Prior to the invasion of Kuwait in 1990 Iraq was a booming market in the Middle East. The country’s rich oil reserves had enabled the government to invest in construction and infrastructure projects, many of which were exemplary for the region. The educational and technological level was also above that of other Arab countries.

But all this changed after the Gulf War. American bombing raids destroyed the country’s infrastructure, devastating towns and industry. A ten year long embargo further crippled the economy, impoverished the people, and basically silenced any entrepreneurial spirit.

The strictly monitored UN oil-for-food program begun in 1996 limits the amount of goods Iraq can buy to food, medicine and other civilian goods. It is, therefore, virtually impossible for a free market economy to thrive in Iraq. And this will not change until Saddam Hussein agrees to let weapons inspectors into his country.

Nonetheless business analysts say there is still room for investment in the country’s construction field. The UN oil for food program generates between € 10 and € 13.5 billion ($9 - $12 billion) in annual purchases, and the accumulated balance of Iraq with the UN is € 13 billion ($11.4 billion). Over the next few years this is expected to triple, giving Iraq a tremendous purchasing power.

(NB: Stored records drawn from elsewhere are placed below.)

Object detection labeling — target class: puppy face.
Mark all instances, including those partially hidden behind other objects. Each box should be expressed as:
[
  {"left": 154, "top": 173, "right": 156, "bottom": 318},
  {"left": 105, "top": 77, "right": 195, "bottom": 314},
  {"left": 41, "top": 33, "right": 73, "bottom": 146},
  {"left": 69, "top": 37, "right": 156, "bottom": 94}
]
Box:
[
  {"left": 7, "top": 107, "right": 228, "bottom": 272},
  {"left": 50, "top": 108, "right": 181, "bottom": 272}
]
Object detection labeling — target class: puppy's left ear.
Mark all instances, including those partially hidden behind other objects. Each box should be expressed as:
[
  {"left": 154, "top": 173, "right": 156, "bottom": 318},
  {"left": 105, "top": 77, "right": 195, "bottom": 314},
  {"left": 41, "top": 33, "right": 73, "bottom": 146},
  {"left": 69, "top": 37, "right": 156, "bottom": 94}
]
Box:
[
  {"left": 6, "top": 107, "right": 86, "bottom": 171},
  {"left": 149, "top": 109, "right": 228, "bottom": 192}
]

The most immediate demand is for construction products and services including the reconstruction of infrastructure, housing, and oil refineries. Once the sanctions are lifted, Iraq will be one of the world’s largest construction sites.

Business not bombs

Construction fair organizer Fares Saad said there was a "pressing need" to hold specialized fairs in Baghdad because the Iraqi market was developing rapidly. His Lebanon-based IMACO Industrial Marketing Company and Global Business Forum set up the fair together with the Iraqi government.

Lebanon, which has sent 72 companies to the fair, Syria, Saudi Arabia and the United Arab Emirates were the largest delegations to the Construction Fair.

Riyadh, which had severed Saudi ties with Iraq after the invasion of Kuwait, has been tentatively restoring trade with Baghdad under the oil-for-food program since 1999.

"When 30 companies, among the largest in Saudi Arabia are participating in a fair in Baghdad it will attract more companies in the future," said Adel al-Omran of the Saudi Al-Jawda Industrial Complex.

A good turn out among international exhibitors at this week’s fair could also have the added affect of putting pressure on Iraq to accept weapons inspectors and the international community to lift sanctions.